AAM is advancing. Aircraft designs are maturing, certification pathways are clearer than they once were, and regulators and manufacturers are more aligned than they were even a few years ago. At the same time, this remains a long-cycle industry. Certification, production readiness, infrastructure development, and public acceptance all move far more slowly than software-style timelines often suggest.
Understanding where AAM truly stands requires more than headlines or optimism. It requires a grounded view of execution.
A More Realistic Lens on Progress
One perspective we’ve consistently found valuable comes from SMG Consulting, led by Sergio Cecutta.
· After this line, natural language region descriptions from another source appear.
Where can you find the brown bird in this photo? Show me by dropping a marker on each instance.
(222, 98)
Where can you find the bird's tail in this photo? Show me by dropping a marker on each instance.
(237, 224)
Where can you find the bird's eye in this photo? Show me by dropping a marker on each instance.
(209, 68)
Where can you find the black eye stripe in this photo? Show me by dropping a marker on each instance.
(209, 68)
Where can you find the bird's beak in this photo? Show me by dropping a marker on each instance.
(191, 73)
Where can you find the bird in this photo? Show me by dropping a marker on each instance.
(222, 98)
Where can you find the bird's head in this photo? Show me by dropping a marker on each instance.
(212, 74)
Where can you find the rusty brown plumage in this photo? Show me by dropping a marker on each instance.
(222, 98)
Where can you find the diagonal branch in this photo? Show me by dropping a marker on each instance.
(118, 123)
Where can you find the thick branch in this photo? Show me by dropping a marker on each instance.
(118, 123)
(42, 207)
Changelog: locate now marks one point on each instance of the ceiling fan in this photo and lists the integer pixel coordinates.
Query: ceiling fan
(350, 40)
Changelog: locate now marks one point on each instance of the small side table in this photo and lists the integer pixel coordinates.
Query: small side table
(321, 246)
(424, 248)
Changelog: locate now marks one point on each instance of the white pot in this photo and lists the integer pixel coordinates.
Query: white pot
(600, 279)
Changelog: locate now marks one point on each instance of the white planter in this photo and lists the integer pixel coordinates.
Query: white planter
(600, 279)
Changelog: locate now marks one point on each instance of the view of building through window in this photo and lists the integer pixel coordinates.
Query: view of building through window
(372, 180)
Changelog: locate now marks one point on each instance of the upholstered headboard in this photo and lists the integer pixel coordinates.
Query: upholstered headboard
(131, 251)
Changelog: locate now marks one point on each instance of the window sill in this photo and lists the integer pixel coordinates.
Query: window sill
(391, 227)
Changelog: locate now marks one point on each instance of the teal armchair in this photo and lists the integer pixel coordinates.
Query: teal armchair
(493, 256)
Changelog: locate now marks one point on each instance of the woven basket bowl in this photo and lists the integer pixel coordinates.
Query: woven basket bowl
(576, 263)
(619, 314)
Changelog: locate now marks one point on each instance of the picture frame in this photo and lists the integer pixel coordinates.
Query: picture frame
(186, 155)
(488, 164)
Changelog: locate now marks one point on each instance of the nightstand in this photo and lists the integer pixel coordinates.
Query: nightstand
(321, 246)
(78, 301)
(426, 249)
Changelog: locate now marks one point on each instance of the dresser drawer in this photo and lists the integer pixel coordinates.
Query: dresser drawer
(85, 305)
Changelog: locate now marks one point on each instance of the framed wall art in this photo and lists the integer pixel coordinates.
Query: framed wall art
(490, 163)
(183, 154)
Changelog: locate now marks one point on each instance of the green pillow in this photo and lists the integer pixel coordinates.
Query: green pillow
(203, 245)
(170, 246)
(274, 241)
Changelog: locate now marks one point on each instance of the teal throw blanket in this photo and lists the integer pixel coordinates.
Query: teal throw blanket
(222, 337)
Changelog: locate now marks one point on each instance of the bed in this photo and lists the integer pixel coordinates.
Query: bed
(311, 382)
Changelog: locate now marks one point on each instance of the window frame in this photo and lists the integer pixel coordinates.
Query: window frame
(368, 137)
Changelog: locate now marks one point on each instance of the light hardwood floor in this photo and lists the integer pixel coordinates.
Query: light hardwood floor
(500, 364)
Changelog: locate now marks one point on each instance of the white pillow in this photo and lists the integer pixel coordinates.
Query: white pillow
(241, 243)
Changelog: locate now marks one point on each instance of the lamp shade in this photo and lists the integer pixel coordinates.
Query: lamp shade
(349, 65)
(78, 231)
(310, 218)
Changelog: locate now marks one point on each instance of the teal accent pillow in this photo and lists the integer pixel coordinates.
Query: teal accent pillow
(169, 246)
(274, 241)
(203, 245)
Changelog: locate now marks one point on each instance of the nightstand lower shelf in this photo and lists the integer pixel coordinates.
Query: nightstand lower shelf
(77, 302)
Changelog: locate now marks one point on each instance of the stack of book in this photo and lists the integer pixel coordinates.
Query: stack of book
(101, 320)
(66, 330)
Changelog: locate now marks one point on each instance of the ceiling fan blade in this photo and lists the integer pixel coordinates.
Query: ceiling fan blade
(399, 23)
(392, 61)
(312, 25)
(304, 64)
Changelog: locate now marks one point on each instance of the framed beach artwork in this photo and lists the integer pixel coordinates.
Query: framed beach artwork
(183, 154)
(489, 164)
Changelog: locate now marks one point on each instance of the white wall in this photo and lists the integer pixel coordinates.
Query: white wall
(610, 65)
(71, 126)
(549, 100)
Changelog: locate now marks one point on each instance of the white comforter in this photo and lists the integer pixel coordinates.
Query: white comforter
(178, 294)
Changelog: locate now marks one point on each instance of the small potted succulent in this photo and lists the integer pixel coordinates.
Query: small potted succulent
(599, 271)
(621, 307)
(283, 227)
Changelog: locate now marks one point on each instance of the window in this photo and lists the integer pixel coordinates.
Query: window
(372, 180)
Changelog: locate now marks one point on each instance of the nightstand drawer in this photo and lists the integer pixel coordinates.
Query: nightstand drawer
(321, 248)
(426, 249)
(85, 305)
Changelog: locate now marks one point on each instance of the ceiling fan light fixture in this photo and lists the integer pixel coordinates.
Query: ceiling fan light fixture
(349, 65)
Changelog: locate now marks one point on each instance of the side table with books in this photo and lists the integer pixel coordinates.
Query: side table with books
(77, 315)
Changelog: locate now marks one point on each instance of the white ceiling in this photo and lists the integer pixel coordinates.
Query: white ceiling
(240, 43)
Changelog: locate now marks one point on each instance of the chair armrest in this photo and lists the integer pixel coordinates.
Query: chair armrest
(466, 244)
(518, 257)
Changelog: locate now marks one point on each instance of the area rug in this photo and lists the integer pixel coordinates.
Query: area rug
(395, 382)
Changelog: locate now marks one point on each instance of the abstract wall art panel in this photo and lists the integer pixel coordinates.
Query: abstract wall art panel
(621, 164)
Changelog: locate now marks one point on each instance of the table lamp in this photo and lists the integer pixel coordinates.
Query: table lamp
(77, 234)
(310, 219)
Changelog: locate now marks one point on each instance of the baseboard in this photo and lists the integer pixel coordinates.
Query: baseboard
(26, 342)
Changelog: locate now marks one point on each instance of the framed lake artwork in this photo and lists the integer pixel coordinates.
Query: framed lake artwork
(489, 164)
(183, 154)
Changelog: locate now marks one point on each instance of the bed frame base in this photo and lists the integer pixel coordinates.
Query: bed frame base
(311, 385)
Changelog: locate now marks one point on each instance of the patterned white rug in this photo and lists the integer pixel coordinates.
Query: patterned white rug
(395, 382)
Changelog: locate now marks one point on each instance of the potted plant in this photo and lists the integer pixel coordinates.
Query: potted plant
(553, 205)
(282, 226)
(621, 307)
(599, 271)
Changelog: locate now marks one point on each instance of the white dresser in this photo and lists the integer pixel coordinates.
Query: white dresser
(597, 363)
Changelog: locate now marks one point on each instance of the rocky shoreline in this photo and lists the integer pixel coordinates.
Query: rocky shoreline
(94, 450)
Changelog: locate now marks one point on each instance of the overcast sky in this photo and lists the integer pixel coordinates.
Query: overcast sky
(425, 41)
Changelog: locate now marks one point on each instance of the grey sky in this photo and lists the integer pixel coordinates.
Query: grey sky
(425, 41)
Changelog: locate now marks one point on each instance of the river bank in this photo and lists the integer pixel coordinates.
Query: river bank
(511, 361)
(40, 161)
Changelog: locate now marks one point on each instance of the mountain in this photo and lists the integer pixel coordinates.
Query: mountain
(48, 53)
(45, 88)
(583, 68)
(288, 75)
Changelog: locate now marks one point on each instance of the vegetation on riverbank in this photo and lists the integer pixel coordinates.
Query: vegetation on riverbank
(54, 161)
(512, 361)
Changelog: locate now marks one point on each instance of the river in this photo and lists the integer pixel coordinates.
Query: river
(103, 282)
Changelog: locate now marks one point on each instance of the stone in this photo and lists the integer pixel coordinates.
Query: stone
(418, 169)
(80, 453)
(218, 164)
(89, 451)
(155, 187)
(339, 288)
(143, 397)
Rather than focusing on bold timelines or hype, SMG approaches AAM through a pragmatic, aerospace-driven lens.
A key output of that work is the AAM Reality Index.
The index evaluates AAM OEMs across factors that actually matter in aviation, including funding stability, leadership experience, technology maturity, certification progress, and production readiness. Each company is assessed using a consistent framework, making it easier to understand who is progressing toward viable operations and who still has significant gaps to close.
What stands out about the AAM Reality Index isn’t the ranking itself, but the structure behind it. The framework reflects a reality many in aviation already understand: success in this industry comes from steady execution across multiple fronts, not from a single breakthrough or announcement.
Why This Matters Right Now
As AAM moves from concept toward execution, realistic assessments become increasingly important. The question is no longer who has the boldest vision, but who is positioned to deliver safely, reliably, and at scale.
Frameworks like the AAM Reality Index help bring clarity to that conversation. They offer a way to discuss progress without overstating timelines or underestimating complexity.
Today, the AAM industry sits somewhere between promise and deployment. Foundational work is underway, but the most challenging phase lies ahead. The next few years will be defined by certification milestones, manufacturing maturity, operational readiness, and integration into existing transportation systems.
Clear, data-driven perspectives will play an important role in shaping expectations and guiding decisions. That’s why we continue to follow work like the AAM Reality Index as we track how this industry evolves.